On Sunday, Marc Leishman stepped to the 18th tee at Torrey Pines’ South Course and did something he’d struggled to do all afternoon: he hit the fairway. His drive was a beauty, 299 yards down the left side — just his third fairway hit on the day. After a layup, Leishman hit a short wedge inside six feet and holed the putt for birdie — his eighth of the day. It would prove to be the deciding factor in the Aussie’s one-shot victory over Jon Rahm.

It’s rare for a player to make more birdies than fairways in a round, never mind eight versus three. But Leishman’s final round was a testament to taking advantage of your opportunities. Diving into the numbers tells us the following:

1. Leishman’s three Sunday fairways was 79th out of 79 players who made the cut. Every other player hit more than he did.

2. Leishman’s closing seven-under 65 was tied for the low round of the day with Charley Hoffman, who wasn’t exactly hitting targets off the tee, either, finding just seven fairways.

3. Leishman managed to find 14 greens in regulation, which reminds us that these guys are damn good from the rough and also that this is a tamer setup than it will be for the U.S. Open in 2021.

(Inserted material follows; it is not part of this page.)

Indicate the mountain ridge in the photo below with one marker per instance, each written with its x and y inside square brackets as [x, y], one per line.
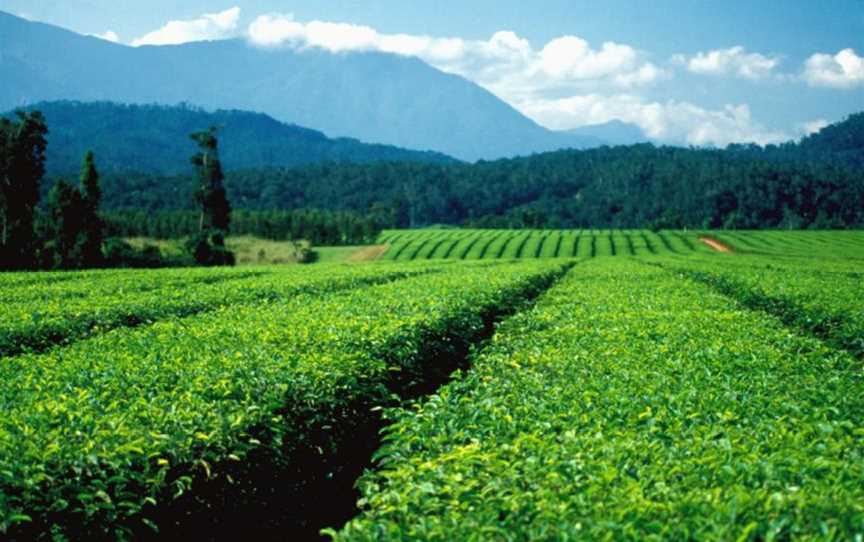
[374, 97]
[155, 139]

So how did he do it? With his irons and with his putter. Leishman gained 2.9 strokes on the field approaching the green, which was the fourth-best total of the day. And once he stepped on the green, he was lethal, taking just 25 putts on the day, pouring in eight of his 14 birdie looks and tallying 151 feet of made putts. That added up to 4.8 strokes gained with his putter, best in the field.

Leishman attributed the inaccuracies to the size of the moment. “It might look funny because earlier in the week my Callaway, the Mavrik — second week in the bag — was amazing, driving it the best I’ve ever driven it, and then pressure does funny things. Under pressure things can happen, and they did.”

If there’s a lesson here for the everyday golfer, it’s that not all missed fairways are created equal. Had Leishman been under trees or in penalty areas, he’d had been toast. Instead he was still in position to fire at greens and wound up with trophy in hand at the end of the day.

“I missed in the right spots, was able to still score and I feel pretty lucky that I could win hitting it in some of the spots that I did today.”

Got that? If you’re going to miss, miss in the right spots. Oh, and make a 41-footer on the opening hole, plus seven other birdie putts. Do that and you, too, can win a PGA Tour event.